Der bundesweite Schulaktionstag erinnert an Anne Frank und setzt ein Zeichen gegen Antisemitismus und Rassismus - Anne Frank ist eines der bekanntesten Opfer des Holocaust. Der Anne-Frank-Tag wird vom Anne Frank Zentrum in Berlin organisiert und feiert in diesem Jahr sein 10-jähriges Jubiläum. Das diesjährige Motto ist »Geschichte erzählen«. Der Schulaktionstag stärkt Schülerinnen und Schüler in ihrem Engagement für Demokratie und gegen Diskriminierung. Zur Vorbereitung und Umsetzung des Anne-Frank-Tages stellte das Anne Frank Zentrum im Vorfeld kostenfrei Lernmaterialien für Schülerinnen und Schüler und pädagogische Leitfäden für Lehrkräfte zur Verfügung. Zu den Lernmaterialien zählen eine Plakatausstellung und die Anne-Frank-Zeitung.

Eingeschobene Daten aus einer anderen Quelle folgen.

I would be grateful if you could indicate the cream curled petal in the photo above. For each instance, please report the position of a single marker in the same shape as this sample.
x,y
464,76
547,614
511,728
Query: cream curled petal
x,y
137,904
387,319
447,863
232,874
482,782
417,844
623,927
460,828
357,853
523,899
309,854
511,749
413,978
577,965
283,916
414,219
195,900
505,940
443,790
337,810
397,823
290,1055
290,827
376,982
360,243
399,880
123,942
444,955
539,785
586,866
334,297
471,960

Daran hat das Projektteam aus Mitgliedern der Geschichtsfachschaft unter der Leitung von Oberstudienrat Heiko Schmidt angeknüpft. Neben dem Besuch der Plakatausstellung standen Gesprächsrunden, Vorträge, Stadtrundgänge durch Schlüchtern und der Besuch in der Synagoge, die zu einem Begegnungszentrum umgestaltet wird, auf dem Programm. Dabei war der Anne-Frank-Tag lediglich der Abschluss einer vorangegangenen Projektphase, in der sich die Schülerinnen und Schüler u.a. mit dem Hinterhaus in Amsterdam, zum 100. Geburtstag mit Margot Franks Leben sowie mit Orten der Verfolgung in Schlüchtern auseinandersetzten. Oberstudienrat Heiko Schmidt betonte dabei, „dass der Aktionstag uns die Möglichkeit bietet, bekannte Geschichten mit weniger bekannten oder auch vergessenen Geschichten vor Ort zu verknüpfen.”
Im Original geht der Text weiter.